É claro que Lombroso exagerou, para dizer o mínimo, no que diz respeito aos caracteres morfológicos dos criminosos. De fato, conhecemos inúmeros autores de crimes bárbaros que em nada se parecem com o criminoso nato lombrosiano. E a classificação do professor italiano não resistiu por muito tempo às críticas dos estudiosos.
Todavia, Lombroso teve seus méritos. Antes de mais nada, como reli estes dias no “Direito Penal” (Editora Saraiva, 1990), de E. Magalhães Noronha (e como escreviam bem esses penalistas de outrora), “o de haver iniciado o estudo da pessoa do delinquente. Com ele, este deixou de ser considerado abstratamente. Foi a antropologia criminal que pôs em evidência a pessoa do criminoso, procurando investigar as causas que o levavam ao delito, ao mesmo tempo que forcejava por indicar os meios curativos ou tendentes a evitar o crime”.
Lombroso teve ainda outro mérito especial: o de ter dado azo ou material para estudo e imaginação dos literatos, como é o polêmico caso do naturalista Émile Zola (1840-1902), o autor de “A besta humana” (1890). Durante muito tempo existiu a ideia na literatura – e isso, de certa forma, ainda hoje perdura – de que os grandes delinquentes, os criminosos cruéis, possuem, para além de uma degeneração psicológica, estigmas morfológicos à moda de Lombroso e da sua antropologia criminal. E obras literárias “lombrosianas” abundam.
Especialmente interessante é o caso do nosso Pedro Américo (1843-1905) e do seu “O Foragido” (de 1899). E aqui, quando uso o “nosso”, o faço com precisão, porque esse homem das letras e da ciência, e sobretudo virtuose do pincel, é paraibano de Areia. Pedro Américo vivia na Itália no tempo em que as ideias de Lombroso perambulavam pelos arredores civilizados de então. Escritor e genial pintor, certamente aí está a explicação para Pedro Américo fixar os pormenores “lombrosianos” de suas personagens literárias.
É o caso da curandeira Cericê, apresentada como um tipo degenerado à moda das velhas feiticeiras da Itália mística. Eis a descrição, quase fotográfica, que reproduzo do livro de Lemos Britto: “Era uma cabocla de seus quarenta anos, mas cuja pele incrustada, rugosa, amarela como uma cucurbitácea madura, e variegada na testa, em torno dos lábios e nos braços de arabescos de cor azul e roxa, parecia indicar sessenta. De baixa estatura, sem ombros, volumosa e roliça até a base do tronco, era, daí para baixo, magra, seca e como lignificada sobre os pequeninos pés, dos quais um tinha quatro dedos e outro apenas três. Ajunte-se-lhe um crânio deprimido, fortes zigomáticos, nariz quase hipotético, maxilares enormes, dentes alvos a saírem-lhe da boca e uns pequenos olhos vivíssimos sem esclerótica, porque recobertos dos babados e das bordas de saco a que ficaram reduzidos as antigas pálpebras tumefactas e os tegumentos infra-orbitários, e teremos uma fraca imagem da figura tenebrosa, achavascada e quase pré-histórica desse novo Hipócrates de cabeção e saiote”.
Bom, não sou um lombrosiano. Nem seguidor nem, muito menos, um criminoso. Mas reconheço que Lombroso foi um visionário. Para o direito e para a literatura. Devemos dar a Cesare o que é de Cesare.

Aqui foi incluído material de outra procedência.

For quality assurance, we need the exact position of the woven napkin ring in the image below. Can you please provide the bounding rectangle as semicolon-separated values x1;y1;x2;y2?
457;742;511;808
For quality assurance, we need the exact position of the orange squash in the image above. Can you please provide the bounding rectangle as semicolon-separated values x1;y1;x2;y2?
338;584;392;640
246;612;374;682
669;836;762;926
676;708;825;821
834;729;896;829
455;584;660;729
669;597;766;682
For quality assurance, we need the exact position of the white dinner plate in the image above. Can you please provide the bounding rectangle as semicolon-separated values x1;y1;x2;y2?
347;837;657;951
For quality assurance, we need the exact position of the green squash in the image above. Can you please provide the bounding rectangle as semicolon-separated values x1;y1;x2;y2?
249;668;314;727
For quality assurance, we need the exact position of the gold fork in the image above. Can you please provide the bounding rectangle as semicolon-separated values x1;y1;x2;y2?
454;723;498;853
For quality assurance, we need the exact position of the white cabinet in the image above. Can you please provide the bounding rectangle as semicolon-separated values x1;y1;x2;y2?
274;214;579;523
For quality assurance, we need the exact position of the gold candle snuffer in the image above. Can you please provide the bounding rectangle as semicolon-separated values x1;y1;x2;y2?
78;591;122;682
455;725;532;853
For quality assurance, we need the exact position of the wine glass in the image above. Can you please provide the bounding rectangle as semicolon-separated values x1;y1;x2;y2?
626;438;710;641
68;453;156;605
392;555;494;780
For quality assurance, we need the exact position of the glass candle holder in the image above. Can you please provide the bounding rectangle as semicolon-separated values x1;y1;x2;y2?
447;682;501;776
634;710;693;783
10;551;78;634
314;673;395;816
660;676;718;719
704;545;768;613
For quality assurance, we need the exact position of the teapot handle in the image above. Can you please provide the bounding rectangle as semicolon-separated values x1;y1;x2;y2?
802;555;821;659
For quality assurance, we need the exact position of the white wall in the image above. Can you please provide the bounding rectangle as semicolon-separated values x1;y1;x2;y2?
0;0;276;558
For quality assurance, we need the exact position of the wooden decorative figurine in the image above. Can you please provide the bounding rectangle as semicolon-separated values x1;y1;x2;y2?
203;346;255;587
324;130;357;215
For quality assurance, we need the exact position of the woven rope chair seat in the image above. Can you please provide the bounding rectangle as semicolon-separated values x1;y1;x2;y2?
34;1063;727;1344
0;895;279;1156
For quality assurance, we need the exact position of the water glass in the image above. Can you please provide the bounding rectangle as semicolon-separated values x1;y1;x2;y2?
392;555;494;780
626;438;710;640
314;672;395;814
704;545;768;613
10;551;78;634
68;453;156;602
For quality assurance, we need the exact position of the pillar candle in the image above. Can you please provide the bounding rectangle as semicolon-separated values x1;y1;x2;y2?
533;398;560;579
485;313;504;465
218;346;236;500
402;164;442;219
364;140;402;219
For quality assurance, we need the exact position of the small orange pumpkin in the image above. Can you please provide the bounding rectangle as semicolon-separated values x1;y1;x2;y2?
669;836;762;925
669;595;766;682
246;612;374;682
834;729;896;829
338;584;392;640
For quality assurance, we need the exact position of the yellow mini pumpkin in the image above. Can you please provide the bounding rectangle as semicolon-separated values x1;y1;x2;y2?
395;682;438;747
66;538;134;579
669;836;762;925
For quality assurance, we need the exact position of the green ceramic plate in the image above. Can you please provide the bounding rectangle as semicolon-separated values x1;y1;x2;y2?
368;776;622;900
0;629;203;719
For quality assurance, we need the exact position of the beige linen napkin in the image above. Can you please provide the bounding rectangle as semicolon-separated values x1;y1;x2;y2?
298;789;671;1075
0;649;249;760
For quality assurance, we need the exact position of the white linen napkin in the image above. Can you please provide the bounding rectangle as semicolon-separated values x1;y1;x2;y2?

Marcelo Alves Dias de Souza
Procurador Regional da República
Doutor em Direito (PhD in Law) pelo King’s College London – KCL
Mestre em Direito pela PUC/S


Belíssima palestra de André Felipe sobre os símbolos do Rio Grande do Norte


1abertura oficial feita por Joventina Simões, Presidente em exercício do IHGRN

Palestrante




Vista parcial da platéia


Projeções durante a palestra


Tela que inspirou Corbibiano Villaça na construção do 
Brasão de Armas do Estado do Rio Grande do Norte.



BRASÃO DO BRASIL HOLANDÊS


13/09/2019


Marcelo Alves
Coletiva e engenhosa

O crime é um ato reprovável que pode ser praticado por uma só pessoa. Entretanto, com relativa frequência, esse ato delituoso é praticado por mais de um indivíduo. A isso damos o nome de criminalidade coletiva. Um fenômeno que hoje vem ganhando cada vez mais relevância no cotidiano do direito.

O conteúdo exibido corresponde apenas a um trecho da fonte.